Ci si potrebbe attaccare a mille questioni: dalla gestione scellerata sul turismo al caos problematico della sanità. Ma l’unica iniziativa degna di nota, che per un attimo aveva cancellato le divisioni interne, è stata l’ispezione nei Pronto soccorso. Si è esaurita in due giorni. Il Partito Democratico non riesce a rilanciare sulla questione morale (tranne il solito Cracolici, che da presidente dell’Antimafia si è tuffato sulla gestione dell’istituto Zooprofilattico), non riesce a distinguersi sulla qualità della spesa (contribuendo al sistema marcio delle mance), né riesce a dare il proprio contributo su temi (anche se l’azione spetta alla maggioranza). E’ piatto sulla riforma della dirigenza, che a breve sarà accantonata; ma anche su quella dei Forestali e dei Consorzi di Bonifica, due grandi incompiute che si trascinano dai tempi del governo Musumeci.

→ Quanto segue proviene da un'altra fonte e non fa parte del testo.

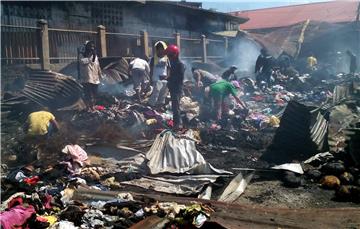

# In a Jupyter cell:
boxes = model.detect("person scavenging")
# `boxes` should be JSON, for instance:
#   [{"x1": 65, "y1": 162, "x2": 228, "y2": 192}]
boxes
[
  {"x1": 221, "y1": 65, "x2": 238, "y2": 81},
  {"x1": 148, "y1": 41, "x2": 170, "y2": 108},
  {"x1": 192, "y1": 67, "x2": 219, "y2": 102},
  {"x1": 192, "y1": 67, "x2": 219, "y2": 89},
  {"x1": 129, "y1": 56, "x2": 150, "y2": 103},
  {"x1": 205, "y1": 80, "x2": 247, "y2": 122},
  {"x1": 164, "y1": 44, "x2": 185, "y2": 130},
  {"x1": 79, "y1": 41, "x2": 102, "y2": 111}
]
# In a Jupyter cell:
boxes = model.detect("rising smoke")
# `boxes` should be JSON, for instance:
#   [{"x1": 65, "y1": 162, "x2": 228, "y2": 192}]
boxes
[{"x1": 227, "y1": 36, "x2": 261, "y2": 78}]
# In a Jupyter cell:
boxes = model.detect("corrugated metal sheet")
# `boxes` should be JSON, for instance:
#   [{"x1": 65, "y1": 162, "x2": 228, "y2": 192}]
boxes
[
  {"x1": 333, "y1": 84, "x2": 350, "y2": 104},
  {"x1": 21, "y1": 70, "x2": 83, "y2": 109},
  {"x1": 101, "y1": 57, "x2": 130, "y2": 84},
  {"x1": 345, "y1": 128, "x2": 360, "y2": 165},
  {"x1": 247, "y1": 21, "x2": 349, "y2": 58},
  {"x1": 232, "y1": 1, "x2": 359, "y2": 30},
  {"x1": 146, "y1": 130, "x2": 231, "y2": 175},
  {"x1": 262, "y1": 100, "x2": 329, "y2": 164}
]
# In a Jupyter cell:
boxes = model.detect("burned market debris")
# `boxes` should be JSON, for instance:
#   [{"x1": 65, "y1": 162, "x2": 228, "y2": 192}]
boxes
[{"x1": 2, "y1": 11, "x2": 360, "y2": 227}]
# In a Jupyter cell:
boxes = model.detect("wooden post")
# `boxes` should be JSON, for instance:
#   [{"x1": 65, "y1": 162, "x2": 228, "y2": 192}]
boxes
[
  {"x1": 201, "y1": 35, "x2": 207, "y2": 63},
  {"x1": 140, "y1": 30, "x2": 149, "y2": 59},
  {"x1": 97, "y1": 25, "x2": 107, "y2": 57},
  {"x1": 175, "y1": 32, "x2": 181, "y2": 51},
  {"x1": 37, "y1": 19, "x2": 50, "y2": 70},
  {"x1": 224, "y1": 37, "x2": 228, "y2": 58}
]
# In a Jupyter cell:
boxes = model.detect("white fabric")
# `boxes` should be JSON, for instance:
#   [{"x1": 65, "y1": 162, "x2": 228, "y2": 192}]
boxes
[
  {"x1": 152, "y1": 56, "x2": 168, "y2": 82},
  {"x1": 271, "y1": 163, "x2": 304, "y2": 174},
  {"x1": 130, "y1": 58, "x2": 150, "y2": 73},
  {"x1": 148, "y1": 80, "x2": 168, "y2": 106},
  {"x1": 80, "y1": 56, "x2": 101, "y2": 84}
]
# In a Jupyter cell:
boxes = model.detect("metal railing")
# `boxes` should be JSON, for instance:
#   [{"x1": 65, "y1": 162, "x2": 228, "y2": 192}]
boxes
[{"x1": 1, "y1": 20, "x2": 228, "y2": 69}]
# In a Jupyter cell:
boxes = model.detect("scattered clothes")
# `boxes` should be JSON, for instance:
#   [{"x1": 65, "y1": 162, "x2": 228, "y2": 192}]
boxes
[
  {"x1": 0, "y1": 205, "x2": 36, "y2": 229},
  {"x1": 49, "y1": 220, "x2": 78, "y2": 229},
  {"x1": 39, "y1": 215, "x2": 58, "y2": 226},
  {"x1": 60, "y1": 144, "x2": 90, "y2": 174}
]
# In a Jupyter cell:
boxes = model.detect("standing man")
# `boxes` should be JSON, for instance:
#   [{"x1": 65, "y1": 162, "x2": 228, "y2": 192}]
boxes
[
  {"x1": 80, "y1": 41, "x2": 102, "y2": 111},
  {"x1": 129, "y1": 57, "x2": 150, "y2": 103},
  {"x1": 255, "y1": 48, "x2": 274, "y2": 87},
  {"x1": 165, "y1": 45, "x2": 185, "y2": 130},
  {"x1": 346, "y1": 50, "x2": 357, "y2": 74},
  {"x1": 148, "y1": 41, "x2": 169, "y2": 107},
  {"x1": 221, "y1": 65, "x2": 238, "y2": 81}
]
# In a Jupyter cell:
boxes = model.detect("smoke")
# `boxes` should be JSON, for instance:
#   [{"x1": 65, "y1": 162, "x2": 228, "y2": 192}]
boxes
[
  {"x1": 98, "y1": 82, "x2": 135, "y2": 96},
  {"x1": 228, "y1": 36, "x2": 261, "y2": 78}
]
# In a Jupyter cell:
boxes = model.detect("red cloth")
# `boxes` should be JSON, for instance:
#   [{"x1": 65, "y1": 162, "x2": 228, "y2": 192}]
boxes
[
  {"x1": 167, "y1": 120, "x2": 174, "y2": 127},
  {"x1": 0, "y1": 205, "x2": 36, "y2": 229},
  {"x1": 94, "y1": 105, "x2": 105, "y2": 111},
  {"x1": 252, "y1": 95, "x2": 265, "y2": 101},
  {"x1": 35, "y1": 216, "x2": 48, "y2": 223},
  {"x1": 7, "y1": 197, "x2": 24, "y2": 209},
  {"x1": 23, "y1": 176, "x2": 40, "y2": 185},
  {"x1": 43, "y1": 194, "x2": 52, "y2": 209}
]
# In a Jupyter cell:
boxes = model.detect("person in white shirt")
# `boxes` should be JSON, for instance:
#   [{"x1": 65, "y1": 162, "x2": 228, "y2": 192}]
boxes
[
  {"x1": 80, "y1": 41, "x2": 102, "y2": 110},
  {"x1": 129, "y1": 57, "x2": 150, "y2": 103},
  {"x1": 148, "y1": 41, "x2": 170, "y2": 107}
]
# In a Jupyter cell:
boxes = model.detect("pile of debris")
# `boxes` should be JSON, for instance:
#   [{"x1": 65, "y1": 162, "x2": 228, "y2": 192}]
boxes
[{"x1": 1, "y1": 62, "x2": 360, "y2": 228}]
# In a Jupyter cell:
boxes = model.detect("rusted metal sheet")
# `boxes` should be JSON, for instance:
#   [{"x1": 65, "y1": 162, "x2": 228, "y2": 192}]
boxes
[
  {"x1": 263, "y1": 100, "x2": 329, "y2": 164},
  {"x1": 2, "y1": 70, "x2": 84, "y2": 118},
  {"x1": 21, "y1": 70, "x2": 83, "y2": 109},
  {"x1": 101, "y1": 57, "x2": 130, "y2": 84}
]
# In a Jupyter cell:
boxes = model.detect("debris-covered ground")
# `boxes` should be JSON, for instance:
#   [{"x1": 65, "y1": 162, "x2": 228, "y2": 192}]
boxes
[{"x1": 1, "y1": 63, "x2": 360, "y2": 228}]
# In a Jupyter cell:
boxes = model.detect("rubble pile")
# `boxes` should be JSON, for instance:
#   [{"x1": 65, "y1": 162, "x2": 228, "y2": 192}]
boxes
[{"x1": 1, "y1": 57, "x2": 360, "y2": 228}]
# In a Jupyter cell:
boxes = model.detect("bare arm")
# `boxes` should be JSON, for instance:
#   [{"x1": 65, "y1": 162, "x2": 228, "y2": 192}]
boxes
[
  {"x1": 194, "y1": 71, "x2": 202, "y2": 87},
  {"x1": 50, "y1": 119, "x2": 60, "y2": 132},
  {"x1": 233, "y1": 96, "x2": 247, "y2": 109}
]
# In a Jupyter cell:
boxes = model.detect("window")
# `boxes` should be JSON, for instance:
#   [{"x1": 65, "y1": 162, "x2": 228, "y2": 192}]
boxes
[{"x1": 91, "y1": 3, "x2": 123, "y2": 27}]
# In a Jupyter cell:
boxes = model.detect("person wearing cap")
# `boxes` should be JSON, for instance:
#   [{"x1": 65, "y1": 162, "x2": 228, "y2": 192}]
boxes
[
  {"x1": 164, "y1": 44, "x2": 185, "y2": 130},
  {"x1": 221, "y1": 65, "x2": 237, "y2": 81},
  {"x1": 129, "y1": 57, "x2": 150, "y2": 103},
  {"x1": 207, "y1": 80, "x2": 246, "y2": 121},
  {"x1": 148, "y1": 41, "x2": 170, "y2": 107},
  {"x1": 80, "y1": 41, "x2": 102, "y2": 111}
]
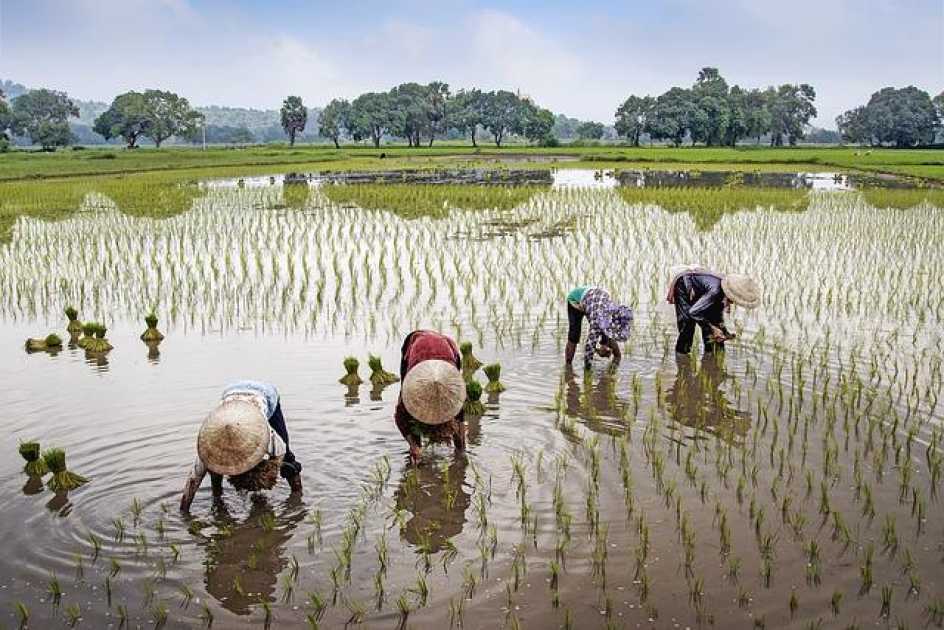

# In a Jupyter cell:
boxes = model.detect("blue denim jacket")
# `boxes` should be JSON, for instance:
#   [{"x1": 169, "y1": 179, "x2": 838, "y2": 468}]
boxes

In generale è debole. Ed è anche poco popolare e per niente attrattivo, perché non riesce a individuare una guida carismatica ed entrare sottopelle al popolo della sinistra, al civismo progressista, ai giovani, agli ultimi (il reddito di dignità è un provvedimento di Schifani e della destra). Categorie lasciate a marcire senza una rappresentanza chiara e identitaria. Ma se viene prima il dibattito sul congresso, a cos’altro puoi ambire?